A new ratings agency report on the performance of residential mortgage-backed securities found that despite the increased use of short sales, the liquidation rate on distressed home loans has slowed. It will take more than twice as long to clear out the distressed inventory in the Big Apple than in any other large city.
The number of mortgages in the distressed inventory was 1.0 million in February, down 19 percent from a year earlier. The size of the distressed inventory peaked at 1.8 million properties in December 2009.
Included in the inventory are first liens that are at least 90 days delinquent, in foreclosure or classified as real estate owned. Also included are half of loans that were cured or modified during the past 12 months after being at least 90 days past due.
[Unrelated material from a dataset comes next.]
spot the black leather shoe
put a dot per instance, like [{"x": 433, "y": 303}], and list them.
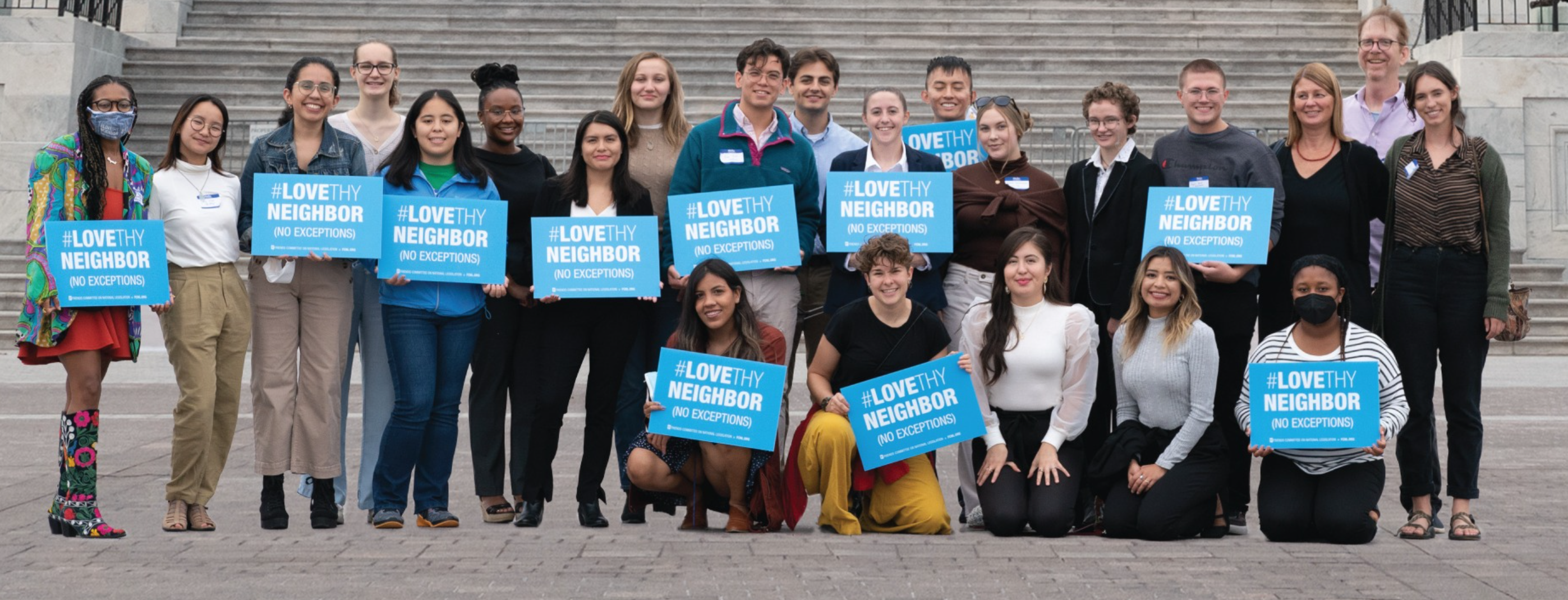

The findings were discussed in the Q1 2013 Morningstar Distressed Inventory Index: Distressed inventory shrinks, but rate of liquidation slows, despite rise in short sales from Morningstar Credit Ratings LLC.
At the same time, the number of liquidations has declined just 14 percent. The liquidation rate began noticeably slowing in the third-quarter 2012 despite increased short-sale transactions.
“There has been a reduction of distressed inventory over the past year but the reduction has been constrained by a decreasing liquidation rate and varies dramatically by region,” Morningstar stated in the report. “The regional differences seem to be driven by the state foreclosure law (i.e., judicial vs. non-judicial).”
February’s distressed inventory will take 40 months to clear out, improving from 43 months a year earlier.
Among the 20 largest metropolitan statistical areas, New York’s 215-month inventory was the worst of the last five quarters and worse than any other MSA.
A distant second was Boston, where the inventory was 79 months, then 59 months in Miami, 58 months in Washington, D.C., and 50 months in Tampa, Fla.